Daraufhin wurde von Groß erklärt, dass auch solche Artikel, wie das Recht auf einen Arbeitsplatz, in der Verfassung stünden, die seiner Meinung nach für den werktätigen Katholiken wichtiger sind als Fragen der Freizügigkeit des Wohnsitzes.
Dem schloss sich Weihbischof Theissing an, der zum Ausdruck brachte, man dürfe sich jetzt dem Staat gegenüber keine Blöße geben. Es dürfe nicht der Eindruck entstehen, dass die katholische Kirche für Privilegien, z. B. für das Eigentum, gekämpft habe und alles andere nur Gerede gewesen sei. Das Eigentum sei seiner Meinung nach – obwohl nicht in der Verfassung fixiert – trotzdem gesichert. Man müsse sich mit dem Gedanken vertraut machen, es handele sich um eine sozialistische Verfassung und eine Rückkehr zur Weimarer Republik und deren Verfassung sei nicht möglich.
Kardinal Bengsch ließ sich von Groß und Theissing überzeugen. Er erkundigte sich, ob in den Wahllokalen Kabinen vorhanden seien und äußerte, dass – wenn er sich darüber Gewissheit verschafft habe – er bei der Bischofskonferenz den Bischöfen empfehlen werde, am Volksentscheid teilzunehmen. Er selbst würde unter diesen Umständen ebenfalls am Volksentscheid teilnehmen. (Bisher hat der Kardinal an keiner Wahl in der DDR teilgenommen.) Es wurde dann Einmütigkeit darüber erzielt, dass auf der Bischofskonferenz am 4.4.1968 ein Brief an den Staatsratsvorsitzenden Genossen Walter Ulbricht entworfen werden soll, in dem u. a. der Dank der katholischen Bischöfe für die Veränderungen in der Verfassung, vor allem über die aufgenommene Glaubens- und Gewissensfreiheit, zum Ausdruck gebracht werden soll. In diesem Zusammenhang erklärte Prälat Groß, dass er dies für richtig halte, weil es seiner Meinung nach nicht Aufgabe der Kirche sei, die Vergangenheit zu konservieren, sondern ihre Aufgabe sei es, an der Zukunft mitzubauen.

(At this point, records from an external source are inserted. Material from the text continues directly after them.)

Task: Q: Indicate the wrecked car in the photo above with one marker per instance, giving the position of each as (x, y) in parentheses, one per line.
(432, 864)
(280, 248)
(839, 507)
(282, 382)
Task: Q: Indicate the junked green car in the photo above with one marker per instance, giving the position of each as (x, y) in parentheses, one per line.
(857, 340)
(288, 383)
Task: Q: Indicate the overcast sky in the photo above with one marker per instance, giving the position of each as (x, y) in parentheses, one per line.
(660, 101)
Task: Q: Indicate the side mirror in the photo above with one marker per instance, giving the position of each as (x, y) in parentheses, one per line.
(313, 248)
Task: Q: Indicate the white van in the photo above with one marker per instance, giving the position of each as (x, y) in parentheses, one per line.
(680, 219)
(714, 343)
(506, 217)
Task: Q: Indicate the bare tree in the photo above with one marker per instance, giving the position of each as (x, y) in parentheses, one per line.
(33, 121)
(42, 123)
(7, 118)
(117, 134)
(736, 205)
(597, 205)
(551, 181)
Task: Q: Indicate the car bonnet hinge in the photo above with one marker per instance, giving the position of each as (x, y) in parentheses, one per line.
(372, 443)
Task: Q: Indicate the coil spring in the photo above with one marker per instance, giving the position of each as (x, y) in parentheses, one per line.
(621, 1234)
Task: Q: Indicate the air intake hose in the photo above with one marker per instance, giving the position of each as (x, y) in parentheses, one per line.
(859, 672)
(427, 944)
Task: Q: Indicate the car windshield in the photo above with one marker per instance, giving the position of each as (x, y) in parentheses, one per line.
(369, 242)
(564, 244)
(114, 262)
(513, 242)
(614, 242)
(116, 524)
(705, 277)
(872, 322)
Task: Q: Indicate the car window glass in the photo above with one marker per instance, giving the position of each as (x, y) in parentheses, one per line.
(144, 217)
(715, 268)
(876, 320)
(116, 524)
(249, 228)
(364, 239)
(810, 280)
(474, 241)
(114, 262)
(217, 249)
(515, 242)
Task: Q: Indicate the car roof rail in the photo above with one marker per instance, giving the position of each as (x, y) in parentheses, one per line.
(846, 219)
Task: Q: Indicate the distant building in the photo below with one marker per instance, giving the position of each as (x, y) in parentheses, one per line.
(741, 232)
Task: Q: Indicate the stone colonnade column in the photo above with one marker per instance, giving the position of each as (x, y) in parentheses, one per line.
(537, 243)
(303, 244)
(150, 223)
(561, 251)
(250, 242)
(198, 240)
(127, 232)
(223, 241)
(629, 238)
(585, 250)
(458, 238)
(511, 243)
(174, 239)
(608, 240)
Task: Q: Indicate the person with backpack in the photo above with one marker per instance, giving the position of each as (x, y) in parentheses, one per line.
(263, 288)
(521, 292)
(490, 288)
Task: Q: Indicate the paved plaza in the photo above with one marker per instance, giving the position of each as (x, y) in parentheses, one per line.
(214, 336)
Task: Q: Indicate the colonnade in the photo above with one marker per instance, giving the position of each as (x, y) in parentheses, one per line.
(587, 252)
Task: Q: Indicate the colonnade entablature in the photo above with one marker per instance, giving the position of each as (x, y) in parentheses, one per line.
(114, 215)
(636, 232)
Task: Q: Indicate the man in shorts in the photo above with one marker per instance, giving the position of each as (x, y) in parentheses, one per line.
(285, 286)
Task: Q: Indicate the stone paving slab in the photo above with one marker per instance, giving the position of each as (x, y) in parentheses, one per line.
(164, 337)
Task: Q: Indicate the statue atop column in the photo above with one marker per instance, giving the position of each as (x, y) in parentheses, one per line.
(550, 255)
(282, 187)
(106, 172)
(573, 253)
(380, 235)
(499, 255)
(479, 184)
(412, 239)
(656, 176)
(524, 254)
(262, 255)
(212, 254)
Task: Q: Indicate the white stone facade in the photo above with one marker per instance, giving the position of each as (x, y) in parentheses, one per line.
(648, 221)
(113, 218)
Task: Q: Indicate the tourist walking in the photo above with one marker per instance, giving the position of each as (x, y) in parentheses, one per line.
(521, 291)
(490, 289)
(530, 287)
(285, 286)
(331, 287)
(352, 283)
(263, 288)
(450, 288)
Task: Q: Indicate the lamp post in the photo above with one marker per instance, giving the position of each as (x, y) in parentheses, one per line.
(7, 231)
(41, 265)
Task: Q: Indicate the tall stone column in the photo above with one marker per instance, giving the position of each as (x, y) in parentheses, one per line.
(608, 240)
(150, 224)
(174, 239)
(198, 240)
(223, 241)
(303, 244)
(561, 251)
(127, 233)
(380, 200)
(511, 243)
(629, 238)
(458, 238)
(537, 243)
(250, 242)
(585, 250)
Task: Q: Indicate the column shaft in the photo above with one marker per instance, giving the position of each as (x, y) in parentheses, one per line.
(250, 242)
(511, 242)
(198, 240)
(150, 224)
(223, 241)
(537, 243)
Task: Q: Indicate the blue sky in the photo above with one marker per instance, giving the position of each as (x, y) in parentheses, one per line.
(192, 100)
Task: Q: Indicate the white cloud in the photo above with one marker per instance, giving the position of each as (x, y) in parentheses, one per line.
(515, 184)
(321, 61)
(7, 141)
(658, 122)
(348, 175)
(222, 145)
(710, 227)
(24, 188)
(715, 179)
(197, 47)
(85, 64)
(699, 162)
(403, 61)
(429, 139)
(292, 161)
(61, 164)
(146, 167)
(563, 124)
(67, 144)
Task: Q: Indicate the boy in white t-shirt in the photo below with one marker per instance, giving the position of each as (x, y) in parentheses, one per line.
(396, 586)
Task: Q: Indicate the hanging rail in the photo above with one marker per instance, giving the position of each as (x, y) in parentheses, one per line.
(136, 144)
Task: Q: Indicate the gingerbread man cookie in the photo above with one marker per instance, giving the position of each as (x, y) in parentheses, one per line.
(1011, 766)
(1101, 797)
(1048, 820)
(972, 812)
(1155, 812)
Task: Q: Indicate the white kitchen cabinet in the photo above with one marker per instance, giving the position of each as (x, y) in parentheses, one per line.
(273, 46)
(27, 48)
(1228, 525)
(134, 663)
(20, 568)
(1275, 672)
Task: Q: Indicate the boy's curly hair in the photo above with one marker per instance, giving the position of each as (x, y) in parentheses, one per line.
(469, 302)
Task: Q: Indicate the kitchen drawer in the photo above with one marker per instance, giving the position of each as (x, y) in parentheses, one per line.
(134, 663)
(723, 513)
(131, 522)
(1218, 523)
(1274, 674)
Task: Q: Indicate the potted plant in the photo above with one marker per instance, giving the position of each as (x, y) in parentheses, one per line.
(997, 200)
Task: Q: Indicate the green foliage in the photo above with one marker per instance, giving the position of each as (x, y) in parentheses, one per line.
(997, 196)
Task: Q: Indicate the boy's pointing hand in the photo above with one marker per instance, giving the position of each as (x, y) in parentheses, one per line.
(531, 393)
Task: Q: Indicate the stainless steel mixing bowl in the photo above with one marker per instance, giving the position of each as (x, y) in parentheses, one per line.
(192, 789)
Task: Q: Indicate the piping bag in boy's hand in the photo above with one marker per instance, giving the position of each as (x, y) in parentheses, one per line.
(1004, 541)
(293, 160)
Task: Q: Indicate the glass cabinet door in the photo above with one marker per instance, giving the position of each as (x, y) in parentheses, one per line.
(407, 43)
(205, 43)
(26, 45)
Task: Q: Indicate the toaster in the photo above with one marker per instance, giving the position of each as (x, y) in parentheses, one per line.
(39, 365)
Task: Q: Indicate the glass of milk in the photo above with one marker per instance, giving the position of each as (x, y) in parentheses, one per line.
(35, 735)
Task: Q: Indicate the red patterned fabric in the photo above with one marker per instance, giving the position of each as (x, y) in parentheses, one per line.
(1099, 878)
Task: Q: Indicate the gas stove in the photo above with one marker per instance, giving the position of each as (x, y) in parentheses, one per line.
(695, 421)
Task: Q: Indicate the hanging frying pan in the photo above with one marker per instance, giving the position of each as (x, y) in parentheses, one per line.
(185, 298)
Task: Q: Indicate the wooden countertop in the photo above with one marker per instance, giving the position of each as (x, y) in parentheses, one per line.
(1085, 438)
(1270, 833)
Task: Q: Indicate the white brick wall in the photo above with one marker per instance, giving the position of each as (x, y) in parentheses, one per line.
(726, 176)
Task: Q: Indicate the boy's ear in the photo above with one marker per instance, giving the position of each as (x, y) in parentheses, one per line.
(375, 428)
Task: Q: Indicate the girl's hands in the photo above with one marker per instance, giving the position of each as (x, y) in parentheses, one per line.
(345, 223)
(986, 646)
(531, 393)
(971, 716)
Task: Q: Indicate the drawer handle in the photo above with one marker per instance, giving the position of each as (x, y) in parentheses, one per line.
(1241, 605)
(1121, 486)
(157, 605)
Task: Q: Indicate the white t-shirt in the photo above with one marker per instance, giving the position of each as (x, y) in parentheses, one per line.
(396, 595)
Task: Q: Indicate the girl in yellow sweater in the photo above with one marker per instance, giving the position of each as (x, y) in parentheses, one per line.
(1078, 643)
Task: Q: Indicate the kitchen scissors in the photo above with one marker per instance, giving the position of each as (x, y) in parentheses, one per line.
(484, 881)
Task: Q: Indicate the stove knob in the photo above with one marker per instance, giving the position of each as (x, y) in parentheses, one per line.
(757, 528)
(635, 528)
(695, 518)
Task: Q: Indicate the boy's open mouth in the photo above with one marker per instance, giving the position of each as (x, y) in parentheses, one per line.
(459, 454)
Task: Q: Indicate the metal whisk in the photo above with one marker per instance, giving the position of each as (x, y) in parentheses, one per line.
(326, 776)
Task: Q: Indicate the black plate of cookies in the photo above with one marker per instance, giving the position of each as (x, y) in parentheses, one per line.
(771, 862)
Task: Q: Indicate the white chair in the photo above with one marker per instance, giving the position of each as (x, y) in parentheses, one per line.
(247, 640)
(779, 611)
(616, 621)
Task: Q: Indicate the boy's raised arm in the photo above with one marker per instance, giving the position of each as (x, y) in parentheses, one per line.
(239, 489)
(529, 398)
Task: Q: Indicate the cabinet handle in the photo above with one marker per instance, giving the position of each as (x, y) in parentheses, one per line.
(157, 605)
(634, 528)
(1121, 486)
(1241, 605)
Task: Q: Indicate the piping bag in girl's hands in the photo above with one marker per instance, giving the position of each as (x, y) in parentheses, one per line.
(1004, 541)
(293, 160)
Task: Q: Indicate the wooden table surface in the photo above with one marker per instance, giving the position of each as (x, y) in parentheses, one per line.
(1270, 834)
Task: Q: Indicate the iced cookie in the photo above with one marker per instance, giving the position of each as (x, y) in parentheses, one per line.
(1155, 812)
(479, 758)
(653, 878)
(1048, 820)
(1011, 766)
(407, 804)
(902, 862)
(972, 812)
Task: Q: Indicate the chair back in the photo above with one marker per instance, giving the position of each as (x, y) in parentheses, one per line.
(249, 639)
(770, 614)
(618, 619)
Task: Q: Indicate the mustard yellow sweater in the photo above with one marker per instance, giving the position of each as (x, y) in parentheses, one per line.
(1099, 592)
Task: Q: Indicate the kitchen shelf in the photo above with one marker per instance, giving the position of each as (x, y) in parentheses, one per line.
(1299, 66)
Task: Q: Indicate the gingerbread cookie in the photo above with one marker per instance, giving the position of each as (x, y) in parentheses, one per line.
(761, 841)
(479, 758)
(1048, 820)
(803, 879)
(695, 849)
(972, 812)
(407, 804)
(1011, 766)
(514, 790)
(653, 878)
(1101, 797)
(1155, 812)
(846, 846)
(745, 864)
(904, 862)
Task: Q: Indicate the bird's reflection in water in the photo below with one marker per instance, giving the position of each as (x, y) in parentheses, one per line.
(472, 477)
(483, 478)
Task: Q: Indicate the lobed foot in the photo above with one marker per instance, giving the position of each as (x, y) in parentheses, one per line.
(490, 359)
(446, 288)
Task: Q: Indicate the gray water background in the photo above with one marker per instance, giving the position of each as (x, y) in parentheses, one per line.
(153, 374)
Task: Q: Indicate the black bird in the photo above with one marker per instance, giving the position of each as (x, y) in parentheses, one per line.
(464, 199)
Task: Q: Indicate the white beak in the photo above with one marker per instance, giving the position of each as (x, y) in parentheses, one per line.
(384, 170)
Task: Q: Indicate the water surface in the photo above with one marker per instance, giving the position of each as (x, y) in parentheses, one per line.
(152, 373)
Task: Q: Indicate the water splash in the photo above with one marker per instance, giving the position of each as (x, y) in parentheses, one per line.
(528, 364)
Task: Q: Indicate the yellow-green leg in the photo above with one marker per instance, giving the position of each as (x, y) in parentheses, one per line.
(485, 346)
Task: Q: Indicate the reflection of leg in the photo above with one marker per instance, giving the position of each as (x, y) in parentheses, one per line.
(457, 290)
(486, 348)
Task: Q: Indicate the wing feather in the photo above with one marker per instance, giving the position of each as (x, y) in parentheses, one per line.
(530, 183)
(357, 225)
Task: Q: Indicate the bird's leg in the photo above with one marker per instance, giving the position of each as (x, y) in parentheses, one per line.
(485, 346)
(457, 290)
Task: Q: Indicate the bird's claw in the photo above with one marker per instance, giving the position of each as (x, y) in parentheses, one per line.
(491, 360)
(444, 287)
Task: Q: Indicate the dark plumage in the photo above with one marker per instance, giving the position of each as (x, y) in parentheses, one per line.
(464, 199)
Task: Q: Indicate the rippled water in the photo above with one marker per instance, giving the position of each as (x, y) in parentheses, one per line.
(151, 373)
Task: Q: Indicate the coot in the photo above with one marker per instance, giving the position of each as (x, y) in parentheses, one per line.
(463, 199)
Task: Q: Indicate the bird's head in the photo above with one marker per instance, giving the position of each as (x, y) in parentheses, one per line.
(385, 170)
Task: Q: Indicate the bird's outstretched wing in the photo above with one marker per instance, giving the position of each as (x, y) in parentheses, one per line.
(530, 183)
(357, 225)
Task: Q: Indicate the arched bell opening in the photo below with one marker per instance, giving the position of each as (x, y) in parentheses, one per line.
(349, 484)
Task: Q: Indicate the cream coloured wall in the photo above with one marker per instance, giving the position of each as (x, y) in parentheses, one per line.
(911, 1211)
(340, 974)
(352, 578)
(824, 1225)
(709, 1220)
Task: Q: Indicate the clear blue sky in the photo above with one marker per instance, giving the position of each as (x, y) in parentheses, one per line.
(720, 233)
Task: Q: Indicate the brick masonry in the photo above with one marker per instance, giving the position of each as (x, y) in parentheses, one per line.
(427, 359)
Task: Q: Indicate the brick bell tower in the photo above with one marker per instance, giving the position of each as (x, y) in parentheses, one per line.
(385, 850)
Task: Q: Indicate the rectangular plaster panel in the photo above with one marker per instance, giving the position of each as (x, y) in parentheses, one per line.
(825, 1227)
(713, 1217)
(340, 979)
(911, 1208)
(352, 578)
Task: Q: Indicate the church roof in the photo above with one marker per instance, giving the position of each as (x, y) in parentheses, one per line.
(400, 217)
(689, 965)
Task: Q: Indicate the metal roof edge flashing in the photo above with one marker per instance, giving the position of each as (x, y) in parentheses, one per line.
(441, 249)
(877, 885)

Keine Einmütigkeit wurde darüber erzielt, ob und wie die katholischen Geistlichen, die alle mit der Eingabe der katholischen Bischöfe an den Staatsratsvorsitzenden Genossen Walter Ulbricht vertraut gemacht worden waren, informiert werden, dass mit dem Artikel über die Glaubens- und Gewissensfreiheit dem wichtigsten Grundanliegen der Kirche Rechnung getragen wurde. Zur Klärung dieser Angelegenheit wollen sich Prälat Groß und Prälat Zinke,26 Leiter des deutschen Caritas-Verbandes in Berlin, bei Kardinal Bengsch einzusetzen.
Aus dem Franziskaner-Orden, Niederlassung Halle, wurde bekannt, sofort nach Veröffentlichung des neuen Verfassungsentwurfs wurden alle Ordensmitglieder sehr eingehend mit dem Text vertraut gemacht. Allgemein wurde es als ein Entgegenkommen des Staates betrachtet, dass die Glaubens- und Gewissensfreiheit entsprechend den Vorschlägen der katholischen Kirche in den neuen Entwurf Eingang gefunden hat. Allerdings ließe auch der neue Entwurf die Frage der Erziehung und des Eigentums offen. Bis jetzt sei vorgesehen, dass sich trotzdem alle Franziskaner an dem Volksentscheid beteiligen. Wenn jedoch bekannt wird, dass man nur mit »Ja« stimmen könne, wäre eine Beteiligung nicht möglich. Die meisten Ordensangehörigen würden sowieso mit »Ja« stimmen, ihnen ginge es lediglich um das Gefühl, an einer freien demokratischen Wahl teilzunehmen. (Entsprechend der Ordnung des Franziskaner-Ordens ist anzunehmen, dass diese Regelung für alle Ordensniederlassungen gilt.)